LA FRANCE PITTORESQUE
Pierres (Culte des) en Bretagne
(D’après « Traditions et superstitions de la Haute-Bretagne »)
Publié le dimanche 24 janvier 2010, par LA RÉDACTION
Imprimer cet article

On a pu croire que le culte des pierres n’existait plus au XIXe siècle qu’en Basse-Bretagne ; mais cela tenait seulement à son caractère clandestin. Ainsi qu’on pourra le constater par ce qui suit, il en subsistait des vestiges notables, même en pays gallot.

A Roche-Marie, près de Saint-Aubin-du-Cormier, est une allée couverte où jadis les filles qui étaient amoureuses allaient se frotter ; elles avaient ensuite plus de chance pour se marier avec leurs amoureux. En Plouër, non loin du Pont-Hay, et près de la route de Plouër à Pleslin, se trouve la Roche de Lesmon ; elle est sur un tertre où se voient parmi les ronces d’autres rochers bruts en quartz blanc.

Menhir de Quiberon. Dessin de Desperet.

Menhir de Quiberon. Dessin de Desperet.

Les filles ont été de tout temps « s’érusser (se laisser glisser à cu nu » sur la plus haute pierre, qui est un énorme bloc de quartz blanc en forme de pyramide arrondie, d’où l’on a une vue superbe sur toute la vallée de la Rance. De là on aperçoit même le mont Saint-Michel. Cette roche est bien polie, surtout du côté où l’on s’érusse. On prétend que ce sont les filles de Plouër qui, en se laissant glisser, ont opéré le polissage. Maintenant encore, lorsqu’une fille veut savoir si elle se mariera dans l’année, elle se laisse « érusser à cu nu » et si elle arrive au bas sans s’écorcher, elle est assurée de trouver bientôt un mari.

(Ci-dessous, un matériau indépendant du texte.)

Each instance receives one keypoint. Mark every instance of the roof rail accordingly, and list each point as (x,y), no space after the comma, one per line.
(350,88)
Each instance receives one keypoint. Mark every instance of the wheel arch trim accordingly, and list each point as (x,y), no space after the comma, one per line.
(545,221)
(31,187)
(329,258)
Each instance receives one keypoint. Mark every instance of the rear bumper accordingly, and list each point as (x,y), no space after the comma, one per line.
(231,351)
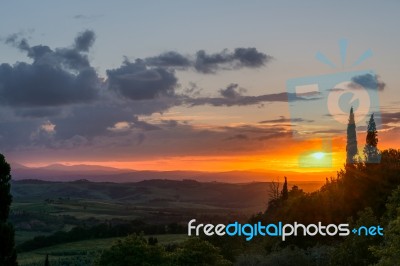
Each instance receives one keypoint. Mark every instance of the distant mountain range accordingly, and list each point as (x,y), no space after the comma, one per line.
(96,173)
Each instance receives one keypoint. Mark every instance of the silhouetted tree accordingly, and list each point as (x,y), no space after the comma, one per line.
(371,151)
(351,147)
(46,262)
(8,255)
(284,192)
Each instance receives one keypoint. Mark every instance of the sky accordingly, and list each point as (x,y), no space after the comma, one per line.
(190,85)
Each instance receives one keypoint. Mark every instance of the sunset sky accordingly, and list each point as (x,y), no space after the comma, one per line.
(185,85)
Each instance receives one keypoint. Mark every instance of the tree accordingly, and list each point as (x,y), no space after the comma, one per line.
(371,151)
(46,262)
(196,251)
(351,147)
(8,255)
(133,250)
(285,192)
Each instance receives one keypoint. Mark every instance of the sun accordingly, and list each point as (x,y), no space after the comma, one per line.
(318,155)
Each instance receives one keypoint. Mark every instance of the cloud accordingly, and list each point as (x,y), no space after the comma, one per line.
(57,101)
(238,137)
(232,96)
(136,81)
(169,59)
(241,57)
(211,63)
(84,41)
(283,119)
(55,78)
(232,91)
(369,81)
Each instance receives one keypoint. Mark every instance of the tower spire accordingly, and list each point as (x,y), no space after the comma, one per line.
(351,147)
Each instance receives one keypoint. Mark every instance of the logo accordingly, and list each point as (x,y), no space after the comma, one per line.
(320,105)
(280,230)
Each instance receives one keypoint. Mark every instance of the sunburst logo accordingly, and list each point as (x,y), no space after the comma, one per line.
(326,101)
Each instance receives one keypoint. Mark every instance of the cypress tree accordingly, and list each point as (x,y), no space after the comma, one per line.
(8,255)
(351,147)
(285,192)
(46,262)
(371,151)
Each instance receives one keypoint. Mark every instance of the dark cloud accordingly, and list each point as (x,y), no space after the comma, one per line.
(57,100)
(369,81)
(335,89)
(241,100)
(241,57)
(250,57)
(238,137)
(144,125)
(58,77)
(390,117)
(138,82)
(283,119)
(84,40)
(232,91)
(169,59)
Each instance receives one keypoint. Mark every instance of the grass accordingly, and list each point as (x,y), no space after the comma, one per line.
(84,251)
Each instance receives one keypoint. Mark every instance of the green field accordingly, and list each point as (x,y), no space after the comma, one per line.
(81,252)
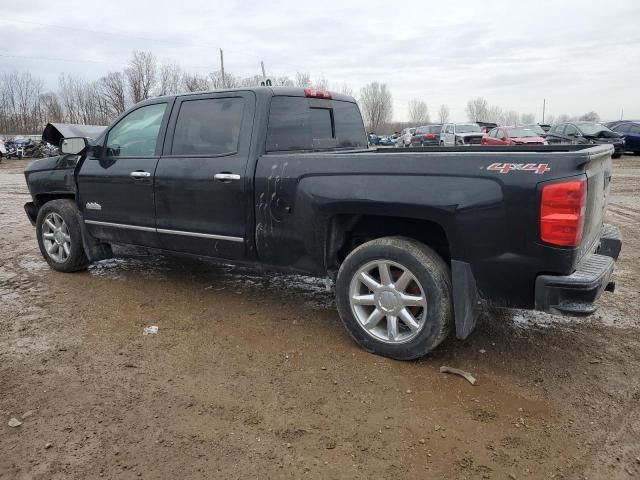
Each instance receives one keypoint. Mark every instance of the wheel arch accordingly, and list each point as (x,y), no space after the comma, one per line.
(347,231)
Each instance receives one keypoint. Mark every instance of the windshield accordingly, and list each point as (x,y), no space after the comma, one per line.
(468,128)
(522,132)
(536,128)
(592,128)
(429,129)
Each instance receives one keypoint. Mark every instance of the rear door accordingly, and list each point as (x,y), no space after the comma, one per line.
(201,182)
(115,183)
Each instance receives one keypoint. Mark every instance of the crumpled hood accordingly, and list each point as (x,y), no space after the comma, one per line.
(604,135)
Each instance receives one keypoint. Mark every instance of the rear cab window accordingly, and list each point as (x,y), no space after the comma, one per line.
(301,123)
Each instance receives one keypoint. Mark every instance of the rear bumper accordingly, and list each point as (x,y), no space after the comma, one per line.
(576,294)
(31,211)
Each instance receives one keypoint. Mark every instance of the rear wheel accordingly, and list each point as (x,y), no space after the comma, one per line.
(59,236)
(394,297)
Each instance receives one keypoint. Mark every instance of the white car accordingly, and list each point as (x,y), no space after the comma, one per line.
(404,140)
(456,134)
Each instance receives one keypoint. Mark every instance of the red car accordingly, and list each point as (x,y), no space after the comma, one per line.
(512,136)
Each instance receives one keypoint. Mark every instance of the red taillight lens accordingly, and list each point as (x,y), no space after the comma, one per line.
(311,92)
(562,213)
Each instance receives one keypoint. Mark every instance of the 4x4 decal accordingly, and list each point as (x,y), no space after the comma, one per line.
(538,168)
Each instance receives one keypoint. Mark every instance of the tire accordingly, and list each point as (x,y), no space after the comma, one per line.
(63,250)
(431,281)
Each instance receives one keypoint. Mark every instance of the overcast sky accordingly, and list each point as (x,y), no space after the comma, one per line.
(579,55)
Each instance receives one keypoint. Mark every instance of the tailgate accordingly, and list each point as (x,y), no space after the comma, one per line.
(599,171)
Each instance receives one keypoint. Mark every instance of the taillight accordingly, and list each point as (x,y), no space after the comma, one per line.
(562,212)
(312,92)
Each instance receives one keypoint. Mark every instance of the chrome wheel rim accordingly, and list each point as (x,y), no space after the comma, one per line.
(388,301)
(56,238)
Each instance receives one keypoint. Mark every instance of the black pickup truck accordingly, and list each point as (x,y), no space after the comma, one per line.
(416,239)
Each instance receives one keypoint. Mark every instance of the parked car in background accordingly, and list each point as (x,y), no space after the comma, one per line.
(404,139)
(537,129)
(630,132)
(453,134)
(618,122)
(387,141)
(512,136)
(486,127)
(586,133)
(426,136)
(373,139)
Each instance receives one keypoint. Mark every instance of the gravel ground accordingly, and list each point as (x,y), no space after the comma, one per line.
(252,375)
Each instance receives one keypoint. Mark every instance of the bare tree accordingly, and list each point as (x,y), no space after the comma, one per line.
(170,76)
(590,117)
(303,79)
(511,117)
(321,83)
(345,89)
(52,110)
(377,105)
(493,114)
(528,118)
(443,114)
(195,83)
(283,81)
(141,75)
(230,80)
(112,88)
(418,112)
(477,110)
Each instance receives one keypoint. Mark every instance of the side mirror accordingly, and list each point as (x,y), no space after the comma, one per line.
(74,145)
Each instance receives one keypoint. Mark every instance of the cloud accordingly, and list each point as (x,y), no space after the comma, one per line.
(578,55)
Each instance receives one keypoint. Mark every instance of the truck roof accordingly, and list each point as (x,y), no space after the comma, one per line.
(271,91)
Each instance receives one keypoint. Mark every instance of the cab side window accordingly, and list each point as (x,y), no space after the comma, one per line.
(208,127)
(136,135)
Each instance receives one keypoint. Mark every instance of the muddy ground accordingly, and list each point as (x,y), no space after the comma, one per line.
(252,375)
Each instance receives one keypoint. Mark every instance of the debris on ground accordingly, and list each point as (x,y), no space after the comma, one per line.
(151,330)
(470,378)
(14,422)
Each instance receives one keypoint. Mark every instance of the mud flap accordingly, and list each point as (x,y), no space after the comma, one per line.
(466,301)
(93,249)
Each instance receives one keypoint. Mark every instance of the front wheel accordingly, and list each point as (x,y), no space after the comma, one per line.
(59,236)
(394,296)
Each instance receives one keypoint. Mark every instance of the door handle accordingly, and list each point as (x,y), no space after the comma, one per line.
(226,177)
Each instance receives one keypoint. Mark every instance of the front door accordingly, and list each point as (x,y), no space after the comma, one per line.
(116,182)
(202,187)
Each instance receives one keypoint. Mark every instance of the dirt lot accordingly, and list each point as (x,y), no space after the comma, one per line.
(252,375)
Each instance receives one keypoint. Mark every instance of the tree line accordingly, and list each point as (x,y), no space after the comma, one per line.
(26,107)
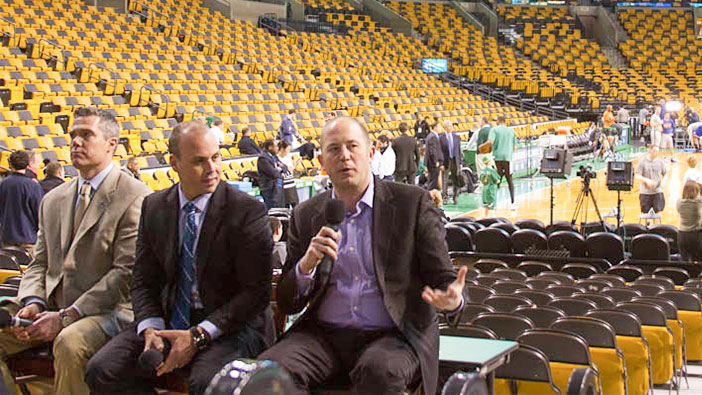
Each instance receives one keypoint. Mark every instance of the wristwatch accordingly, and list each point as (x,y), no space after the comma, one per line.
(68,316)
(200,338)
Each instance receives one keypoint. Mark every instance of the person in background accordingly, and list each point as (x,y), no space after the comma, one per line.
(383,164)
(270,176)
(132,167)
(692,173)
(216,129)
(246,144)
(20,196)
(280,251)
(690,229)
(491,181)
(289,184)
(54,177)
(667,136)
(407,156)
(438,202)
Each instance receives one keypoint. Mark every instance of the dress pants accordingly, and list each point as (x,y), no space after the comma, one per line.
(375,362)
(72,349)
(114,369)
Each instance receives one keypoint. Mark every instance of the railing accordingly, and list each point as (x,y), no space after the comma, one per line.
(114,75)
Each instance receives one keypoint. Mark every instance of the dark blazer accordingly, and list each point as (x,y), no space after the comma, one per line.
(432,152)
(456,150)
(406,154)
(409,251)
(49,183)
(248,147)
(233,268)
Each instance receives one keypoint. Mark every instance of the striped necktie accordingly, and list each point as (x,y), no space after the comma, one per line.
(180,318)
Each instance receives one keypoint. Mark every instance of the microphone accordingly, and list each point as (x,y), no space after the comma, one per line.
(334,212)
(152,358)
(7,320)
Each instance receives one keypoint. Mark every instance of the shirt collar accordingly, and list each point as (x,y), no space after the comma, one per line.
(366,198)
(96,181)
(200,202)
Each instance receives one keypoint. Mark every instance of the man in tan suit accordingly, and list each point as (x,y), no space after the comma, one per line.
(76,290)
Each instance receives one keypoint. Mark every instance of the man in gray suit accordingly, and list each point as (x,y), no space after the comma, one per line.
(406,156)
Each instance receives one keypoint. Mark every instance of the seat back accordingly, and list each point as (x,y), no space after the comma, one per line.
(650,246)
(570,241)
(605,245)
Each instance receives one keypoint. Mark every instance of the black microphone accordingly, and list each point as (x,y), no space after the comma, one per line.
(7,320)
(152,358)
(334,212)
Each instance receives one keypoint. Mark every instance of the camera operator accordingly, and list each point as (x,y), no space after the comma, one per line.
(651,171)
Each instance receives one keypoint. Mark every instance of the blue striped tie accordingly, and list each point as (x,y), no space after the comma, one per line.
(180,319)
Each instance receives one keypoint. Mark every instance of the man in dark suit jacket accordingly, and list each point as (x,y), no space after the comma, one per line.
(270,175)
(374,322)
(433,157)
(406,156)
(246,145)
(452,159)
(202,276)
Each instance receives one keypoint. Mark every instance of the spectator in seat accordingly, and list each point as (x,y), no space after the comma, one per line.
(54,177)
(690,229)
(270,176)
(374,322)
(209,246)
(76,289)
(279,247)
(131,168)
(246,144)
(20,196)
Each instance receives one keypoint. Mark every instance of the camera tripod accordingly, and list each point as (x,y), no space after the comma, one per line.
(581,204)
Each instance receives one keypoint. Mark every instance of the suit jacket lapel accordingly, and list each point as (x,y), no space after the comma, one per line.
(210,225)
(99,203)
(66,217)
(383,218)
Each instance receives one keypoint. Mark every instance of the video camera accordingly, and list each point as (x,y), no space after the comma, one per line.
(586,172)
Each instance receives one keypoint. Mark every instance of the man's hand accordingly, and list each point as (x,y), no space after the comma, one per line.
(152,340)
(182,350)
(324,243)
(29,312)
(46,327)
(449,300)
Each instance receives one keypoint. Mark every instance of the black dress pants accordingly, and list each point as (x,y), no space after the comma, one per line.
(374,362)
(115,370)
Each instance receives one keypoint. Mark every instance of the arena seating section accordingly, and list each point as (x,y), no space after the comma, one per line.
(152,68)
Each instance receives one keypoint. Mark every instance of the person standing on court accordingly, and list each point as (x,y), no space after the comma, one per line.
(202,277)
(504,142)
(374,322)
(406,155)
(433,157)
(76,289)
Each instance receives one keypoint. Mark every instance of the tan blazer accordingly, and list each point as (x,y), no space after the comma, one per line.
(96,265)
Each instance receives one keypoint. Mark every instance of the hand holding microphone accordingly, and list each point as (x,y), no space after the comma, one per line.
(323,247)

La partie plane et inclinée d’une pierre dite le Faix du Diable, en Mellé, est usée par toutes les jeunes filles qui, de temps immémorial, sont venues s’y écrier (glisser dessus). Cela, dit-on, porte chance pour aider à se marier. La Roche Écriante (glissante), en la commune de Montault, est une masse unie et polie, inclinée de 45 à 50 degrés vers le sud-ouest, et qui, sur un parcours de 5 mètres environ, offre en trois endroits différents la trace évidente des sillons qu’y a creusés depuis bien des siècles l’innombrable quantité de personnes qui sont allées écrier. Une jeune fille songe-t-elle à se marier ? Elle va furtivement s’asseoir sur le sommet de la Pierre Écriante, puis, accroupie et se laissant emporter, elle s’abandonne à la pente, glissant rapidement jusqu’au bas. Elle dépose ensuite sur la pierre un petit morceau d’étoffe ou de ruban, puis se retire le coeur content, mais craignant bien d’être aperçue, car la pierre seule doit savoir le secret de son coeur, et l’année ne s’écoulera point avant que les cierges de la paroisse ne s’allument pour son mariage.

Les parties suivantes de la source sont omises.